Further along in their fine novel, they have their male detective, Magozzi,
thinking:
“Sometimes you [as a man] had to have quiet, to think about things…
Women didn’t understand that. It was one of the ten million things he’d
simply accepted and stopped trying to understand a long time ago. Women’s
and men’s minds worked differently. It didn’t make one method better
than the other; it just made working with the opposite sex – on the job
or in a relationship – a whole lot tougher.”
It may be tough, but when you understand how the other gender thinks, how their brain works, it becomes much easier.
* * *
One woman who read the “Interpersonal Therapy of Depression” story e-mailed me her reaction.
“I had a similar epiphany maybe twelve years ago. Following some fight, my husband (a particularly and probably overly rational man) and I were in the bedroom. I was sitting in a chair and he was slouching against the headboard while I tried to explain to him what had made me so angry. My complaint had something to do with consideration and his lack thereof, in regard to me. My epiphany came when I looked at him, scrunched up against the headboard, brow furrowed in concentration, attempting to grasp what I was saying, biting his nails. It hit me that my explanation was just swooshing right over his head, despite his being (I am often told) a brilliant man and attorney. I realized it wasn’t personal. He just didn’t, indeed very likely couldn’t, get it. Since then, when in these arenas where I now realize him to be particularly challenged, I am much clearer and straight-forward about my needs. This has proven to be a much more workable approach!

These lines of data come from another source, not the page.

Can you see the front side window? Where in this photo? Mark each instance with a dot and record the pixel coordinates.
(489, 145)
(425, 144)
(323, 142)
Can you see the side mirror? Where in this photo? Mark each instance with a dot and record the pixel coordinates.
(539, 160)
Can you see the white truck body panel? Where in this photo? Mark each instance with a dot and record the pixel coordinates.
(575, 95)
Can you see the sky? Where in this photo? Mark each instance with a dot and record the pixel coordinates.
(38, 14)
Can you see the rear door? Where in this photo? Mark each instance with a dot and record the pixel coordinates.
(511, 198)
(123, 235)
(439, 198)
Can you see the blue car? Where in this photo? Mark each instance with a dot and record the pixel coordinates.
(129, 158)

“This message, about men and women viewing things differently, cannot be said too much! If you ever have the opportunity to see Rob Becker’s ‘Defending the Caveman,’ a one-man show done by a comic, see it! This is its theme, presented very humorously. Another favorite of mine is Deborah Tannen’s book You Just Don't Understand. Also quite eye-opening for me.
“Similar to your message in your story, some years back I saw a 6-hour
documentary on the Discovery Channel about teenagers. One of the things, very
helpful indeed, that has stuck with me was when they explained about a teenager’s
brain development: ‘When you think your teenager is thinking with only
half a brain, that’s because they are! Half the brain connections they
will have as an adult have not yet developed.’ That makes you reassess
just how grown up you expect your teenager to behave, and enables you to have
much more realistic expectations. When we realize someone’s behavior has
underlying physical explanations & limitations, it takes that personal,
hurtful bite away that we had felt when we mistakenly attributed their behavior
as some sort of personal affront. That’s quite liberating.”